Background and aims: 59.7% of admissions to Melbourne’s Royal Children’s Hospital (RCH) ICU require intubation. 10.3% of these fail extubation and require unplanned reintubation. Accurate prediction of children at risk of extubation failure by clinicians may help avoid the increased morbidity and mortality associated with this outcome. No studies to date have clinically investigated the accuracy of clinician predictions of extubation failure. Aims: To identify the accuracy of clinician predictions of extubation outcome and the clinical predictors they rely upon. Methods: A 6-month prospective cohort study and 12-month retrospective chart review was conducted at RCH ICU. Extubation failure was defined as unplanned reintubations <72rs or <2ks if severe respiratory distress/steroids/nebulised adrenaline commenced <72rs and continued until failure. Confidence of success was recorded before extubation and clinician seniority was noted. Clinical parameters were measured <1hr pre-extubation. Logistic regression and area under receiver operating characteristic curves (AUROC) were used to generate and compare accuracy of predictive models. RCH ethics approved the study and waived the need for informed consent.
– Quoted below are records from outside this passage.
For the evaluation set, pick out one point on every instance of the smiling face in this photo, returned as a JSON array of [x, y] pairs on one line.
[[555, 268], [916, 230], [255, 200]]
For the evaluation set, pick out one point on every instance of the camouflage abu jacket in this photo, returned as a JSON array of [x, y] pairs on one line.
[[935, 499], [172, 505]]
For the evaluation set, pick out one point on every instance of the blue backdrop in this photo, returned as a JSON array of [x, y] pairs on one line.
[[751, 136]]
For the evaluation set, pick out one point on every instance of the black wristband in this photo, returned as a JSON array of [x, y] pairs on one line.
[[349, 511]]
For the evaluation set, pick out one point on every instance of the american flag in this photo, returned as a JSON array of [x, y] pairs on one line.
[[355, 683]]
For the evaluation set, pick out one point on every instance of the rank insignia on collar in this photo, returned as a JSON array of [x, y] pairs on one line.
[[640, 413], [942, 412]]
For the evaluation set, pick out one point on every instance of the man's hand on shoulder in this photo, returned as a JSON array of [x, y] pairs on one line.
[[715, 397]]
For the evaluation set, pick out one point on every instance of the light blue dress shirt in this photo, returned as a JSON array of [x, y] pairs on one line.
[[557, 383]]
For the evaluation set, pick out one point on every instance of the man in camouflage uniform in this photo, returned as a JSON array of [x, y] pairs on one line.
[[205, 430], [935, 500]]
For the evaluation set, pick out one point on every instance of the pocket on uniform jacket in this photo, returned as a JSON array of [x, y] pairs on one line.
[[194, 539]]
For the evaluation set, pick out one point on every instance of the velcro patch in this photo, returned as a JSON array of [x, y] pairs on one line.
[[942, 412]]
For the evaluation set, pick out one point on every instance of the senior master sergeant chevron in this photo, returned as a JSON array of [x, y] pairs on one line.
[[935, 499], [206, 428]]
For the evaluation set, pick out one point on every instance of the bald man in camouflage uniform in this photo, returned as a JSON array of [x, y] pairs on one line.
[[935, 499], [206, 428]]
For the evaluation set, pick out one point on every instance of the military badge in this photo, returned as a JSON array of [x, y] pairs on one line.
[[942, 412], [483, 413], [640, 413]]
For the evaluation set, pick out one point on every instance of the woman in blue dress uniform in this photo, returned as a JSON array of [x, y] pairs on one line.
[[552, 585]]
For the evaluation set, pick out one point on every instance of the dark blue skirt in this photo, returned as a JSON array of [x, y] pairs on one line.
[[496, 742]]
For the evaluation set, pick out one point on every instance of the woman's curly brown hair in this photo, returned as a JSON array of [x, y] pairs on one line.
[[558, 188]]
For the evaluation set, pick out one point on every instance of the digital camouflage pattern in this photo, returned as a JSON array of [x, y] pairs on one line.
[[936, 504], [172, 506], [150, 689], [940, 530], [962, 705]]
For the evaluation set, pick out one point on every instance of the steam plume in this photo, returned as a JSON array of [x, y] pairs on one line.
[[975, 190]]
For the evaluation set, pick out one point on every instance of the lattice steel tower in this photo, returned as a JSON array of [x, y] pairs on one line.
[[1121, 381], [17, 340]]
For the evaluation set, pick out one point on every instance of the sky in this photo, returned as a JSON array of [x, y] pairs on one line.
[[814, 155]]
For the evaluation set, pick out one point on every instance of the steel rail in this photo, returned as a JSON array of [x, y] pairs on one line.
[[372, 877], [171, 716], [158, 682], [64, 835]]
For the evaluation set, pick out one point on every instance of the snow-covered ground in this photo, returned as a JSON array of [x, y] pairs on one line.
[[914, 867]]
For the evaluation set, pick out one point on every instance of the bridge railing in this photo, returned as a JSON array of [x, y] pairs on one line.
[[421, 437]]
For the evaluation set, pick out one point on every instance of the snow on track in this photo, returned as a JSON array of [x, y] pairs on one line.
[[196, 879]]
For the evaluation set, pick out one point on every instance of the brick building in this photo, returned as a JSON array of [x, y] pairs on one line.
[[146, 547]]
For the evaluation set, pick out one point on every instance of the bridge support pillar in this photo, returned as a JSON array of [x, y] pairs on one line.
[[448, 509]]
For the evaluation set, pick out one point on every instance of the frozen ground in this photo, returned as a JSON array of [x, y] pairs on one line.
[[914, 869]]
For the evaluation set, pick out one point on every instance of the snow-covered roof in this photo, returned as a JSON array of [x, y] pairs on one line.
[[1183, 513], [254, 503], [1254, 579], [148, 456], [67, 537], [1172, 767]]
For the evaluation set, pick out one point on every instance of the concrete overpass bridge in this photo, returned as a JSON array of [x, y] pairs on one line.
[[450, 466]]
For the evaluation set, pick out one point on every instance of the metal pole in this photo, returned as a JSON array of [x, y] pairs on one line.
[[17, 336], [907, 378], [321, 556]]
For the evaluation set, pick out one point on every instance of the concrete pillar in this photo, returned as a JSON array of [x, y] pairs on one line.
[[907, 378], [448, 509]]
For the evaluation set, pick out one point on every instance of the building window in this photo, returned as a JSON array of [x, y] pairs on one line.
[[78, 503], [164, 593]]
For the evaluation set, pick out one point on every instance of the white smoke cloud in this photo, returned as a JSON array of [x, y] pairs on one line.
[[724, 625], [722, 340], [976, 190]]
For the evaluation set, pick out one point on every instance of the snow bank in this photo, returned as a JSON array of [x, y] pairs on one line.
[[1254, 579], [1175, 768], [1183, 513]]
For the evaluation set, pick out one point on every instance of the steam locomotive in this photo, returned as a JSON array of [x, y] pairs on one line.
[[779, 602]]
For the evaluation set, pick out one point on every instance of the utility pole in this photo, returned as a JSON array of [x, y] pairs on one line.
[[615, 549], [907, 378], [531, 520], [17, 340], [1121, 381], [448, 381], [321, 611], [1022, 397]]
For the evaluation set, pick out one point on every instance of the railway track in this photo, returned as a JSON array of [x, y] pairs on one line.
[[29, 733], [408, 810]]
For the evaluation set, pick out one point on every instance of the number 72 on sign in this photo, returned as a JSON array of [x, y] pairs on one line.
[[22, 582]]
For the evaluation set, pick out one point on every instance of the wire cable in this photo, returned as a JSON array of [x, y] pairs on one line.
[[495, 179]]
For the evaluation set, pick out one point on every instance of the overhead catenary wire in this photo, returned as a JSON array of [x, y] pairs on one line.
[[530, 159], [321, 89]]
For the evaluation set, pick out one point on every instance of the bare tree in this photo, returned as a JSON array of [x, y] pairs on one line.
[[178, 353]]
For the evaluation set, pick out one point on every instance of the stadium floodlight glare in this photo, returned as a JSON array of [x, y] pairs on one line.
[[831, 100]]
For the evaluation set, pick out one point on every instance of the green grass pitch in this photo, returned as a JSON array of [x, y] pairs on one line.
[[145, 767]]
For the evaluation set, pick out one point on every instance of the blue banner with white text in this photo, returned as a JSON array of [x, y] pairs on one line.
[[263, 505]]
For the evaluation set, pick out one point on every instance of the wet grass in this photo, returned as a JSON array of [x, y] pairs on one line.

Results: Air-leak, sedation level and ventilator mode were most commonly used to predict outcome in children at perceived risk of failure, though were poorly accurate (AUROC 0.60). Clinician predictions were moderately accurate (AUROC 0.73). Accuracy did not significantly vary with increasing seniority. Conclusions: Clinicians predicted extubation outcome with accuracy greater than the clinical predictors they reportedly used. This reflects an excellent ability of ICU clinicians to interpret clinical information. Predictive accuracy and patient outcomes may be improved by clinician education regarding strong clinical predictors of extubation outcome.